Le menuisier, sa femme, et le marteau

   Il y a quelques années, j'avais entrepris des rénovations dans ma maison et j'avais engagé des ouvriers pour les travaux les plus importants. C'était une de ces belles journées d'été, si rares, et les menuisiers avaient décidé de dîner dehors. L'un d'eux s'installa sur une pile de planches et, machinalement, prit son marteau pour déboucher son Pepsi avec l'arrache-clou. Sur les entrefaites, arrive le contremaître avec des factures qu'il dépose près du menuisier.

   « Le vent souffle, dit-il au menuisier, les feuilles risquent de s'envoler. Mets-donc ton marteau dessus ! »

   Un peu plus tard dans l'après-midi, je tombai sur l'ouvrier en train de se gratter le dos avec le manche du marteau en le tenant par la tête. De temps en temps, je le voyais le saisir pour relever sa casquette ou pour ponctuer ses phrases d'un geste théâtral.

   Allez savoir pourquoi, il était de méchante humeur ce jour-là, si bien que, rentré chez lui le soir, il se querelle avec sa femme, perd la tête, s'empare du marteau et commet l'irréparable. Alertée par les voisins, la police accourt et saisit l'arme du crime qui, devenue pièce à conviction, sert à faire condamner le menuisier avant de trouver sa place dans la prestigieuse collection du musée du crime.
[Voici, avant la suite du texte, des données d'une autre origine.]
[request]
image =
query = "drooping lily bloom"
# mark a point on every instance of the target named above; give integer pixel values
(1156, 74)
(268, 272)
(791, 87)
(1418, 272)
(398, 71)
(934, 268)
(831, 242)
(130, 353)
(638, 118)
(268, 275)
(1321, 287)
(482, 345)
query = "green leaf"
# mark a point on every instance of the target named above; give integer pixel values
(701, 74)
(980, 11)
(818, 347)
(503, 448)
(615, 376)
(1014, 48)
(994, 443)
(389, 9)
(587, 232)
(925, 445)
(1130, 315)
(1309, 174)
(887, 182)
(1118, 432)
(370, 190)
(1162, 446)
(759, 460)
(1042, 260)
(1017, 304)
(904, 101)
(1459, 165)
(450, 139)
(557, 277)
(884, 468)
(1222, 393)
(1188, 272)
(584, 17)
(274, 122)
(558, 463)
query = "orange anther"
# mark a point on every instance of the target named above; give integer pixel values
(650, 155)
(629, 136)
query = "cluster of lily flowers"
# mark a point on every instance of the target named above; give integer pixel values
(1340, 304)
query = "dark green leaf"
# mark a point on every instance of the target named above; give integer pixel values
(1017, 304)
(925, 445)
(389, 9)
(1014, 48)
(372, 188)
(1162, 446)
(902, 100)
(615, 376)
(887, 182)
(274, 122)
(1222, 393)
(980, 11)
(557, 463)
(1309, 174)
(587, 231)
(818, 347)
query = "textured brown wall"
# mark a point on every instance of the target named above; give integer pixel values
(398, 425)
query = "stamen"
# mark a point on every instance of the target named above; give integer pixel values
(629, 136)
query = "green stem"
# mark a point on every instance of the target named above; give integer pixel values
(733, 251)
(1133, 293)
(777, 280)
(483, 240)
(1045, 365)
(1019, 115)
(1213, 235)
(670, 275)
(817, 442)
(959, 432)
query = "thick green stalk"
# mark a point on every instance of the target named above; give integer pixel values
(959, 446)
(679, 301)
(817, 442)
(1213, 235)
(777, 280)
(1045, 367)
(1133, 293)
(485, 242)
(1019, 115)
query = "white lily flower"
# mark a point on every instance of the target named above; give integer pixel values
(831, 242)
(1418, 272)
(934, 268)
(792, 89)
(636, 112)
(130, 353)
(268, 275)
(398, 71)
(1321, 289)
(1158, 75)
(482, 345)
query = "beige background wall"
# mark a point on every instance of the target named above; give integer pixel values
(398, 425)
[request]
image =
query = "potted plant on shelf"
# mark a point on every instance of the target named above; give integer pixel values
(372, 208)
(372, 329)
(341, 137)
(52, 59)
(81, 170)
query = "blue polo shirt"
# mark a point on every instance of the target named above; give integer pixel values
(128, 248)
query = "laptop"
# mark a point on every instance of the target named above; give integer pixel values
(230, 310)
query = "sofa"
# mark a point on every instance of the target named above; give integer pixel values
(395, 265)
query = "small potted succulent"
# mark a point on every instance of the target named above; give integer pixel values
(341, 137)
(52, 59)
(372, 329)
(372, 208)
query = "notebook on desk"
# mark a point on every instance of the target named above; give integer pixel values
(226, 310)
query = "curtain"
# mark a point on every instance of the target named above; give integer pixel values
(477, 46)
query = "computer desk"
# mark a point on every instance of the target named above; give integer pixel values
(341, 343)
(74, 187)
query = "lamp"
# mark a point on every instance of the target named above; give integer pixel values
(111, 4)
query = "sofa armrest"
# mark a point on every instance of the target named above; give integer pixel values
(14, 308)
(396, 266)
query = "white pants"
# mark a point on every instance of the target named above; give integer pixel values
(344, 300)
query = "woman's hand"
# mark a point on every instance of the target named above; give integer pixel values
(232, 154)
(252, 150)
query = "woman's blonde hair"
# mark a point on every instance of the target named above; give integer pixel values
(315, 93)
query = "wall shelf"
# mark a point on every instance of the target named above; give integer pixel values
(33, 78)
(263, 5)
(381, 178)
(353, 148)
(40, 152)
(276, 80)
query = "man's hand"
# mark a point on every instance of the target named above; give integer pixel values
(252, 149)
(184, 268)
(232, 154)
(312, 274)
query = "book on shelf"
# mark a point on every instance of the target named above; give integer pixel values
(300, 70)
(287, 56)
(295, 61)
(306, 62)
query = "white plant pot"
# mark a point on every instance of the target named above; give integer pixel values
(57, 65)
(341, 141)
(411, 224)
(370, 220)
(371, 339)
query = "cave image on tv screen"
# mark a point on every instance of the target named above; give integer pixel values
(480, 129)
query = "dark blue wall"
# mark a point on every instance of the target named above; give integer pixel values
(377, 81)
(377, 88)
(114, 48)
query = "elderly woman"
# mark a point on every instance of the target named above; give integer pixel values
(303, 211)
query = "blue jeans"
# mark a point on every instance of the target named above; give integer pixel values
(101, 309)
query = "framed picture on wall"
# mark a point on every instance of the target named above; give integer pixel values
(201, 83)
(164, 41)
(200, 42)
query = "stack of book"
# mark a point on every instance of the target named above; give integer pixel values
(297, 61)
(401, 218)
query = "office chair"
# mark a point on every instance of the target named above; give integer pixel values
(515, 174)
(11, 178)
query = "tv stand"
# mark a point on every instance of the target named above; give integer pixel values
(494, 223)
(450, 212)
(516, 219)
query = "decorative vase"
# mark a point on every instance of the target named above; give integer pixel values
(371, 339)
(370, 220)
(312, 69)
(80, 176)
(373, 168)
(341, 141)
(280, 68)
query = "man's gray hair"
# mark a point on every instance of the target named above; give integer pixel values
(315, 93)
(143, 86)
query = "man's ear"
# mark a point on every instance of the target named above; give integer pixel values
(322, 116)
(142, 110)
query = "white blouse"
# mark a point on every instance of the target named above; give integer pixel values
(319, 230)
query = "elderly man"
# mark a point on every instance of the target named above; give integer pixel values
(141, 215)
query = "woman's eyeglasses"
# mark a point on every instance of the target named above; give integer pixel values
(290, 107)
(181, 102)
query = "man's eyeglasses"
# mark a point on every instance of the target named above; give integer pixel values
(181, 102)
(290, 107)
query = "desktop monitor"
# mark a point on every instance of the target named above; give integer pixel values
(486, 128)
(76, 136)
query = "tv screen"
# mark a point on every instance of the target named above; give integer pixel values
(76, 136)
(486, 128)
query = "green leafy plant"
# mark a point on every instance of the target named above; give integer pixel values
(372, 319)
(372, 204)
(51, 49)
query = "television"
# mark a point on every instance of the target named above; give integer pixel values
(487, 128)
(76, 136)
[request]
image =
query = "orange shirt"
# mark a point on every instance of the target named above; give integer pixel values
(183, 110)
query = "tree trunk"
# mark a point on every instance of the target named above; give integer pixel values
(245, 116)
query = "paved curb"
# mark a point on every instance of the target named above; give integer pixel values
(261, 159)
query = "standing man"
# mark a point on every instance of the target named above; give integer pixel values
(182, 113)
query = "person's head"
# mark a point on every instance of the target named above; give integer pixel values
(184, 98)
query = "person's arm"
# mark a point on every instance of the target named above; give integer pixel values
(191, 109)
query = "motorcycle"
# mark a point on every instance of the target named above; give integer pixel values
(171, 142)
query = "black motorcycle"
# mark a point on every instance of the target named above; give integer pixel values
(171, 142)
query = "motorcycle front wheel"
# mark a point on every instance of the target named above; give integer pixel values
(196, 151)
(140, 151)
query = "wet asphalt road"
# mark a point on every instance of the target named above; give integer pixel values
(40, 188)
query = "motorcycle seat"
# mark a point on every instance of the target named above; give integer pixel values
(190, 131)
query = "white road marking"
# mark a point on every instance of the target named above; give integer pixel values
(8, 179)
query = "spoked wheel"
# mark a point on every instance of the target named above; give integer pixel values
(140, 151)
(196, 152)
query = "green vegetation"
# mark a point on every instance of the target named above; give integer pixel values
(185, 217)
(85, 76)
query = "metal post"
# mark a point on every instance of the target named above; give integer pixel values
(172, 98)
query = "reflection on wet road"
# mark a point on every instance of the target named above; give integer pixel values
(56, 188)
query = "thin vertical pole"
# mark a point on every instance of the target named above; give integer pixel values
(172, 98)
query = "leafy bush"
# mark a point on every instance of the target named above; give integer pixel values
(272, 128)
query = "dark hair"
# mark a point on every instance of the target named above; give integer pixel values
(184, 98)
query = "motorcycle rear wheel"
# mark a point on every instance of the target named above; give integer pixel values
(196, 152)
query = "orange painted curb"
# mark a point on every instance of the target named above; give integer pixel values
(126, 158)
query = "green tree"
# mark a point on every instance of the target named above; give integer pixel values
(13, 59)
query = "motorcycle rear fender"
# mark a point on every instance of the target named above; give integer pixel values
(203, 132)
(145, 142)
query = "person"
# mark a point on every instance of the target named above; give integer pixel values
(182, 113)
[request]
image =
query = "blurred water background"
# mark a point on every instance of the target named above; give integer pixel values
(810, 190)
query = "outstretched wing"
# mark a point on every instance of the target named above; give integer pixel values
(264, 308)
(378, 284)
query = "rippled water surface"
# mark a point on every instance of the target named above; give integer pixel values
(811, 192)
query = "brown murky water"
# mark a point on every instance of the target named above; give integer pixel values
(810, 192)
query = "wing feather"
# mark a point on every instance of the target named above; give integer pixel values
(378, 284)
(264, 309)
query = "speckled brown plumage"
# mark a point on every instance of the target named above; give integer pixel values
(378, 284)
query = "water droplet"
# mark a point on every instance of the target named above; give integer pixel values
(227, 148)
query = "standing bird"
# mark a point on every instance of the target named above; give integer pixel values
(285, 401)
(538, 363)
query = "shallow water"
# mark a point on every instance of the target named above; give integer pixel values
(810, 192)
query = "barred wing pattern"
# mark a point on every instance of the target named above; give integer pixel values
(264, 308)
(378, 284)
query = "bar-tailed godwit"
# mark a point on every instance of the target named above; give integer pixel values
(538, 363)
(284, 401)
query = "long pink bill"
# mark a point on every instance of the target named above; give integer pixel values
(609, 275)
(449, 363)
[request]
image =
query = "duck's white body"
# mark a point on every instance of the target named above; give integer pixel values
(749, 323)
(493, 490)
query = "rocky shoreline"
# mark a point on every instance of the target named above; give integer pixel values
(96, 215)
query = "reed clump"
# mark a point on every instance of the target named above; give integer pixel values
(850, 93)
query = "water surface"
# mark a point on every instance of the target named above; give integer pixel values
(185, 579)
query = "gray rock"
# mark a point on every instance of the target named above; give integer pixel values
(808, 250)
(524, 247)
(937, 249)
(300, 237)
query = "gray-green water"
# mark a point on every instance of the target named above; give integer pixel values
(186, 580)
    Triste fin pour le menuisier de cette fable (et sa femme) mais quelle carrière pour le marteau !

   Au temps où je faisais de la sculpture, je me servais d'un marteau presque quotidiennement. Puis, le temps a passé et je me suis intéressé à d'autres choses. Aujourd'hui, je me sers d'un marteau une fois de temps en temps, il se passe parfois des semaines sans que je ne l'utilise. Je n'en ai plus besoin.

   Je connais des gens qui n'en possèdent même pas.